3. Métriques de qualité
Pour chaque type de données, définir des seuils minimaux, par exemple :
Images
PSNR > 40dB, SSIM >0.95
Labels
Précision > 98%
Cohérence
Tests croisés > 95%
Le seuil de 40dB n'est pas arbitraire. En pratique :
- 40dB : Différences pratiquement imperceptibles
- 35-40dB : Très bonne qualité, différences visibles uniquement par des experts
- 30-35dB : Qualité acceptable pour usage général
- <30dB : Dégradation visible
SSIM (Structural Similarity Index)
Le SSIM est complémentaire au PSNR :
seuils_SSIM = { "Excellent": ">0.95", "Good": "0.90-0.95", "Acceptable": "0.85-0.90", "Problem": "<0.85" }
Le SSIM est plus proche de la perception humaine car il considère la structure de l'image.
Tests de cohérence
Les tests croisés >95% impliquent :
- Validation croisée k-fold
- Tests de cohérence interne
- Vérification des outliers
- Analyse de distribution
Conclusion
La théorie de l'information nous fournit un cadre rigoureux qui démontre que la qualité des données n'est pas une option mais une limite mathématique stricte.
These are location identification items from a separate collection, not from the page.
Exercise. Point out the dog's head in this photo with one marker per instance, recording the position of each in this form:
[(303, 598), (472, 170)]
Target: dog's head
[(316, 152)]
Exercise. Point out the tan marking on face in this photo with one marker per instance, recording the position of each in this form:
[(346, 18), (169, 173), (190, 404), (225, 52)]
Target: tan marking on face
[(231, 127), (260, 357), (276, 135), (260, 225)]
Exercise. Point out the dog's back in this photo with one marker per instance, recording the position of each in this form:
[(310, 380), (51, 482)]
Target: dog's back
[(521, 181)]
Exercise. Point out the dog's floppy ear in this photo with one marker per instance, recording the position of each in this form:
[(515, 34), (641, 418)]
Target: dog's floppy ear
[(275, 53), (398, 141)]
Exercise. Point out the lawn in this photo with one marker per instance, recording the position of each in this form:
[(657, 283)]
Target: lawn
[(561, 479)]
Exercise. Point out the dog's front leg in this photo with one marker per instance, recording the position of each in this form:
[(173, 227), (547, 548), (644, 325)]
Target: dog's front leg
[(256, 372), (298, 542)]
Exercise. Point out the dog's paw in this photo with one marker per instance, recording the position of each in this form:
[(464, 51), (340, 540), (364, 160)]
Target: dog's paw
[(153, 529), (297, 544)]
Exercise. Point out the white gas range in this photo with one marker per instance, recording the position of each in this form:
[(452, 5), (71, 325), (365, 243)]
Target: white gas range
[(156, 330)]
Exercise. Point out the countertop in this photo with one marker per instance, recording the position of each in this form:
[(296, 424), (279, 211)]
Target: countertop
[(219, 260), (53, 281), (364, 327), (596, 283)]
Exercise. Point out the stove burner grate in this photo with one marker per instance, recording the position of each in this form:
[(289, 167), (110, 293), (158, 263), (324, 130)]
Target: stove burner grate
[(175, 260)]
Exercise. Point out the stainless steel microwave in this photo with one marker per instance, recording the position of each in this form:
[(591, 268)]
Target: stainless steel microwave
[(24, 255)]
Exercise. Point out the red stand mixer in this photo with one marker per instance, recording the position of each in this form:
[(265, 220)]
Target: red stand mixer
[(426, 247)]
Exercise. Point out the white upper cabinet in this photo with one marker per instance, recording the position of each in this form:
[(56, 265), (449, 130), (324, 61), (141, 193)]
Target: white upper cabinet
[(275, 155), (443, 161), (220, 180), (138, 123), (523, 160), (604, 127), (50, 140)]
Un modèle d'IA, aussi sophistiqué soit-il, ne peut pas dépasser la qualité de ses données d'entraînement.
Cette compréhension doit guider nos investissements : plutôt que de chercher uniquement des architectures plus complexes, nous devons prioritairement assurer la qualité de nos données d'entraînement !
Sources
Entropie de Shannon : https://fr.wikipedia.org/wiki/Entropie_de_Shannon
Illustration : https://replicate.com/philz1337x/clarity-upscaler
Sources académiques et techniques
- Shannon, C.E. (1948). "A Mathematical Theory of Communication". Bell System Technical Journal.
- Wang, Z. et al. (2004). "Image Quality Assessment: From Error Visibility to Structural Similarity". IEEE Transactions on Image Processing.
- Goodfellow, I., Bengio, Y., & Courville, A. (2016). "Deep Learning". MIT Press.
- Zhang, K. et al. (2020). "Deep Learning for Image Super-Resolution: A Survey". IEEE Transactions on Pattern Analysis and Machine Intelligence.
- Dodge, S., & Karam, L. (2016). "Understanding how image quality affects deep neural networks". International Conference on Quality of Multimedia Experience (QoMEX).